Não. Havendo incapacidade permanente, a seguradora deve participar o caso ao tribunal nos oito dias posteriores à alta. Se a seguradora declarar curado sem desvalorização e a incapacidade temporária não exceder doze meses, o processo pode não chegar automaticamente; confirme e participe-o diretamente se necessário.

Tenho de regressar ao trabalho mesmo com dores?

Não deve faltar apenas com base numa discordância informal. Comunique por escrito as limitações, obtenha documentação médica e peça avaliação pela medicina do trabalho. Após ausência superior a trinta dias por doença ou acidente, o empregador deve promover um exame ocasional de saúde.

O médico de família pode passar baixa depois da alta da seguradora?

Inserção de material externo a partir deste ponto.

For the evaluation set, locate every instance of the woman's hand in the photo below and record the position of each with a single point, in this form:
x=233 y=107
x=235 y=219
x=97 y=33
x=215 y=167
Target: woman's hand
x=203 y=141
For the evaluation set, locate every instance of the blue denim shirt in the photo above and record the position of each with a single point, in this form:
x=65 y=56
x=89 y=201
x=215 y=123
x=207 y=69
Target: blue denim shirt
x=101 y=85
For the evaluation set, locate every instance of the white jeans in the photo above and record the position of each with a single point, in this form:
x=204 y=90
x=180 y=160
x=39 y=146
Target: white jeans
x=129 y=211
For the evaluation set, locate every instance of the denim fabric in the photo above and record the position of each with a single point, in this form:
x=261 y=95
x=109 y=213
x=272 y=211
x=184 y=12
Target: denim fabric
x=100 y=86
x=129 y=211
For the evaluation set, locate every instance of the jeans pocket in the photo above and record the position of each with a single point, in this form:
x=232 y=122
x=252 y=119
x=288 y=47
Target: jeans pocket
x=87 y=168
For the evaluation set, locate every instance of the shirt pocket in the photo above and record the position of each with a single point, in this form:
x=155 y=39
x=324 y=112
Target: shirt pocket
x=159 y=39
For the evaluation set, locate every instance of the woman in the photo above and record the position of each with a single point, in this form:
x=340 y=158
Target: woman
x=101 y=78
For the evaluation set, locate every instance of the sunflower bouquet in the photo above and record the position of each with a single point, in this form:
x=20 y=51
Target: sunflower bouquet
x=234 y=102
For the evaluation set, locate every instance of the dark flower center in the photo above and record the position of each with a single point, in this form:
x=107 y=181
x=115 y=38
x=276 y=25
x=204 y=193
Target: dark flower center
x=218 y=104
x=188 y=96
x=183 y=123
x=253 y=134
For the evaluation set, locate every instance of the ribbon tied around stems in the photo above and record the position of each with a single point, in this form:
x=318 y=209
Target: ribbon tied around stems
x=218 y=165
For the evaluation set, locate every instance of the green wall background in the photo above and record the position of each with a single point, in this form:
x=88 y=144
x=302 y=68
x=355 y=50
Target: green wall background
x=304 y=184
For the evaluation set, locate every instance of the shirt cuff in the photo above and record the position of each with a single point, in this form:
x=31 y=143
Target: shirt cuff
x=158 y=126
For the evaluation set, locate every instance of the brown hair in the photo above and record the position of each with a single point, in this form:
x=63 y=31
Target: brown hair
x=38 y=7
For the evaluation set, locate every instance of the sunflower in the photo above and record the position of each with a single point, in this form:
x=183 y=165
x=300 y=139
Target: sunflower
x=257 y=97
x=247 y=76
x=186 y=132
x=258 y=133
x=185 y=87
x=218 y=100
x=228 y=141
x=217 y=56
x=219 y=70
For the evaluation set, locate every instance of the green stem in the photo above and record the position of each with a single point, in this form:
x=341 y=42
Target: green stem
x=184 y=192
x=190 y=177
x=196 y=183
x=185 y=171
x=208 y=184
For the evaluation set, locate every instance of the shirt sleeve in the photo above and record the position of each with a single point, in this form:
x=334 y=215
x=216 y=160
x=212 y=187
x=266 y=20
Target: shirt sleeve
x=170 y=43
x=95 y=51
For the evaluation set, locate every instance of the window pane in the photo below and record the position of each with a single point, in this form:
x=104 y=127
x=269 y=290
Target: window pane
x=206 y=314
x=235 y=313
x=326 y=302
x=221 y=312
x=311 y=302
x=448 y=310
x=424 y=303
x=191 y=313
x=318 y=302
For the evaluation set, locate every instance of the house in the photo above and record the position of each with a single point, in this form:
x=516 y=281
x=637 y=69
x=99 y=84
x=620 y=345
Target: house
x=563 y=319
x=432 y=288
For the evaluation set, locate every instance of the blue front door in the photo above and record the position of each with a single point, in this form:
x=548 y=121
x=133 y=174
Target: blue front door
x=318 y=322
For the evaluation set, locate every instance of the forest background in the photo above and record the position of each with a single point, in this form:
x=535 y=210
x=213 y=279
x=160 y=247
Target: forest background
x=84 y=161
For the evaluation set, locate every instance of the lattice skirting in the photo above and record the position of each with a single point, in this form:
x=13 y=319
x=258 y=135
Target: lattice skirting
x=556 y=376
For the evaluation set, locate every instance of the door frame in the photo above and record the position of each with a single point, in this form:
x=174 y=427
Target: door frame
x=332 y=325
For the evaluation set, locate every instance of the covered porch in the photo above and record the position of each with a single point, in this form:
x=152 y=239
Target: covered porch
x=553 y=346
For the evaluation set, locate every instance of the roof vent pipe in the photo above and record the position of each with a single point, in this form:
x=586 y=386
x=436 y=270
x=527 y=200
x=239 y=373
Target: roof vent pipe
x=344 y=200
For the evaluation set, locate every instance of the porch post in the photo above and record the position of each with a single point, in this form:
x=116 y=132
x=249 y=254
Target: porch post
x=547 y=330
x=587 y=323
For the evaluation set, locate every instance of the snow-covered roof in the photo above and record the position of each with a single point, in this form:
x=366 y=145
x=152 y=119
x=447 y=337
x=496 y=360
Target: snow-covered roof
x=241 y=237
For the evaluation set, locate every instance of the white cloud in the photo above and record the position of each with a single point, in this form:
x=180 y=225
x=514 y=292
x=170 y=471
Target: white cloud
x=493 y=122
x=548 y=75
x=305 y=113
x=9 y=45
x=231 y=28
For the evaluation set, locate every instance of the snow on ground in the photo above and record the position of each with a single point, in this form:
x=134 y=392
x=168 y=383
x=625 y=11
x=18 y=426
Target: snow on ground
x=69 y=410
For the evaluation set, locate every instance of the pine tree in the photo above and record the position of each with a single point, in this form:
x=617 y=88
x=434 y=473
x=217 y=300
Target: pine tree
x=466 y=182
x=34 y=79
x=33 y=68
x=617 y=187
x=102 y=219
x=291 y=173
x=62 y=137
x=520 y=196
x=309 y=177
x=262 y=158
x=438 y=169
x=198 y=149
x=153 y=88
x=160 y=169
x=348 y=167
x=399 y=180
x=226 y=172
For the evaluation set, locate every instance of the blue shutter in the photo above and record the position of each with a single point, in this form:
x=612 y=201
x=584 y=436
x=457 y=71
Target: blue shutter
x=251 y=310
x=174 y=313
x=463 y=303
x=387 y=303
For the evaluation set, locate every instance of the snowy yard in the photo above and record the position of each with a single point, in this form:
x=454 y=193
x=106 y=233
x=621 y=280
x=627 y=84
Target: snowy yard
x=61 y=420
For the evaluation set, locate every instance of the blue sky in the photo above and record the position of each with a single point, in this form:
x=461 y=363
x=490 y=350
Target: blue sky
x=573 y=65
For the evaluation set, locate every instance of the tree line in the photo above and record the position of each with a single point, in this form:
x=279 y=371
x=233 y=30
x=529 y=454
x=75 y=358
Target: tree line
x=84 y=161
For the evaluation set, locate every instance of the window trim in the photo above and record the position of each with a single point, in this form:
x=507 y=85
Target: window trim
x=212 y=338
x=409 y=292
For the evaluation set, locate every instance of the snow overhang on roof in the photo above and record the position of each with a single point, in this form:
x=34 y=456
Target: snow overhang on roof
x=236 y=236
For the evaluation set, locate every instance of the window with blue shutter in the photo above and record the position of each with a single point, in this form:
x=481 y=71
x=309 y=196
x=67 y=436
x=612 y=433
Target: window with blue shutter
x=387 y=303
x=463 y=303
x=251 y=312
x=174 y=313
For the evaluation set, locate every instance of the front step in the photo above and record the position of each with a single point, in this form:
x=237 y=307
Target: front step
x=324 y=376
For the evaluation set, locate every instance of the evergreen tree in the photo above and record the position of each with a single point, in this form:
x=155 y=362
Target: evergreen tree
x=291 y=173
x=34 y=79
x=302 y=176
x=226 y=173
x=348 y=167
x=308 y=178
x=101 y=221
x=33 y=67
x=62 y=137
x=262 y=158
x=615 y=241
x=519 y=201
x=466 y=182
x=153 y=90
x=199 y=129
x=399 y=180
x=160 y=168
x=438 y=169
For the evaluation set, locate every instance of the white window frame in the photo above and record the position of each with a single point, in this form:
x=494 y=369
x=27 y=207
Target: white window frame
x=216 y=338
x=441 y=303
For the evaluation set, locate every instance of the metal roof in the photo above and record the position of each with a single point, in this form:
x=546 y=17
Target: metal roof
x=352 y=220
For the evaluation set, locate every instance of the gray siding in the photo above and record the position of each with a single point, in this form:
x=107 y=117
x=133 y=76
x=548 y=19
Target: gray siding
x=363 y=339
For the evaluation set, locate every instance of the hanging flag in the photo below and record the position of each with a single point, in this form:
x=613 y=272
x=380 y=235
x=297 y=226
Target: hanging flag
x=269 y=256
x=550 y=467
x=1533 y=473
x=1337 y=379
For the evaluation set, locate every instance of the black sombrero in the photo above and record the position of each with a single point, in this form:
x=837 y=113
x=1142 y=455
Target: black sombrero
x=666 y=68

Pode emitir um Certificado de Incapacidade Temporária se considerar existir incapacidade para o trabalho. O CIT pode documentar a ausência, mas não anula a alta da seguradora nem decide que a incapacidade resulta do acidente. Enquanto não estiver reconhecido quem deve indemnizar, pode haver concessão provisória de subsídio de doença pela Segurança Social, desde que estejam preenchidas as condições legais. Reconhecida a responsabilidade, a Segurança Social tem direito ao reembolso dos valores pagos provisoriamente, até ao limite da indemnização.

Posso pedir segunda opinião ou tratar-me noutro médico?

Sim. Se recebeu alta sem estar curado, a lei permite recorrer a outro médico, mas deve também requerer exame pelo perito do tribunal. O relatório independente é prova e não anula sozinho a alta. Guarde prescrições, pedidos, recusas, faturas e prova da necessidade dos tratamentos.

Quem decide: perito singular ou junta médica?

Depois da participação, há normalmente um exame médico singular e uma tentativa de conciliação. Se a incapacidade continuar em discussão, pode seguir-se uma junta médica com três peritos, presidida pelo juiz. A natureza do desacordo determina se basta pedir a junta ou se é necessária uma petição inicial.

O que acontece se houver recaída ou agravamento depois da alta?

Comunique a recaída à seguradora e reúna nova prova médica. Se houver nova baixa nos oito dias seguintes, a indemnização temporária pode abranger o intervalo. Uma modificação posterior pode admitir revisão mesmo após alta sem incapacidade e sem processo judicial anterior. Porém, nesse cenário é muito mais difícil e incerto obter uma decisão favorável: é preciso provar uma alteração posterior e o nexo com o acidente, não apenas que a alta original estava errada.

Este guia aplica-se a trabalhadores da Administração Pública?

Não necessariamente. Este guia trata do regime geral da Lei n.º 98/2009 e de acidentes cobertos por seguradora laboral. Os acidentes em serviço de trabalhadores da Administração Pública podem seguir o Decreto-Lei n.º 503/99, com documentos, entidades e vias diferentes.